At first, we might try with all our might to conceal the hurt then when we can no longer conceal it we try and patch it up. Finally, we are left with no choice but to admit its existence and do what it takes to heal it.
In 1999, after a very stressful Christmas in Texas at my mother and stepfather’s home, I crawled back home to Florida and tried to burry the hurt again. I was successful for a while and life went back to normal. I had gotten really good at patching up those marks on my soul and moving on with my life, but it resurfaced in the form of chronic illness. The years of being hurt and burying the pain surfaced as asthma, bronchitis, then chronic fatigue syndrome so severe, I couldn’t function or even take care of my family.
Another stint in Texas and I suffered more blows to my soul. I crawled back home to Massachusetts and retreated into a hole of deep dark depression. I begged God to reveal to me what I was to do and He did in the form of dreams.
The first dream was of people with no faces, they were stabbing me repeatedly, time and again inflicting wounds to my soul. I asked God to show me the meaning of this dream and the revelation was the faceless people were my birth family.
The soul bruises I had carried my entire life were inflicted by the very people who were supposed to love me most.
In the second dream I was walking on a beautiful path, which was winding itself through nature. After I had walked for a long time, the path came to a fork and I didn’t know which way to go, so I stood there frozen in fear of making the wrong choice.
The revelation was to walk with God on the right of the path, so that He could begin the work of healing me and moulding me into all He had created me to be.
The path to the left was lined with my birth family. If I chose this path and stayed in relationship with my family, I would never overcome the soul bruises to become everything God had intended.
Several years before, God had called me into ministry and it hadn’t been a difficult decision for me to surrender to the call. Little did I know the trials and tribulations that were to come, were in preparation for me to fulfil that calling. This was the first test of many to come.
After much soul searching and with much anguish I chose to walk the path with God which meant separating from my family to walk into my destiny.
God can’t heal your bruises if you’re still being hit and bruised repeatedly. Everything He heals and rebuilds will just get destroyed again by those who don’t and won’t understand what He is doing.
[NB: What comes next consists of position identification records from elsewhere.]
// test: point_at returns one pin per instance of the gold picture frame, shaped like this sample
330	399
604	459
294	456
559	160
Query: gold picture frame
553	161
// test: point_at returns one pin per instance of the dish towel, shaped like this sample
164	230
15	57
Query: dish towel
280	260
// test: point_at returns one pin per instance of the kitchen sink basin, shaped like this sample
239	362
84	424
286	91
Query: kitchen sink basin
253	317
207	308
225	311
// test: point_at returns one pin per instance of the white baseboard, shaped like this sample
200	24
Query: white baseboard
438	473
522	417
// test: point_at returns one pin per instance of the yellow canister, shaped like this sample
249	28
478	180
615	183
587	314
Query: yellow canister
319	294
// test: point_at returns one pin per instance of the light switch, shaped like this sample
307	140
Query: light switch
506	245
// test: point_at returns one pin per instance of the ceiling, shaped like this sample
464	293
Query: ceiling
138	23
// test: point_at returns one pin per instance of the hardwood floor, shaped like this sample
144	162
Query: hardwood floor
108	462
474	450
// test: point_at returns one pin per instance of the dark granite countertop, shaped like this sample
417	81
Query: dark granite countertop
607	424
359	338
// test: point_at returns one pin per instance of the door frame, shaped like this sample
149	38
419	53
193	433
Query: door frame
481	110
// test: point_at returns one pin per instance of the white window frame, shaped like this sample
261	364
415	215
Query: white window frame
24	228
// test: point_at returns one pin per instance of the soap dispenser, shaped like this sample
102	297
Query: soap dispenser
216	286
After many years of counselling and healing I was well on my way to fulfilling my calling, when the hardest blow of all came out of nowhere.
After a trip to Louisiana to visit family and friends we met my husband and his family for a reunion. My two younger children and I had driven to Louisiana for two weeks and we met my husband and oldest daughter in Kentucky, along with my husband’s parents, sisters, and their families for a long weekend camping. Everyone left that Friday morning headed our separate ways, after a wonderful time together.
Just fourth-five minutes from home towing our fully loaded camper, followed by our eighteen and sixteen year old daughters we hit heavy traffic and construction at the Michigan boarder. Six miles into Michigan the semi-truck in front of us stopped suddenly. Towing a fully loaded camper we were unable to stop.
I don’t remember much of what followed, but I do remember hearing screams and thinking it was our eleven-year old son in the back seat who I wanted desperately to get to, but I couldn’t move, and as the car filled with smoke, I didn’t know what to do.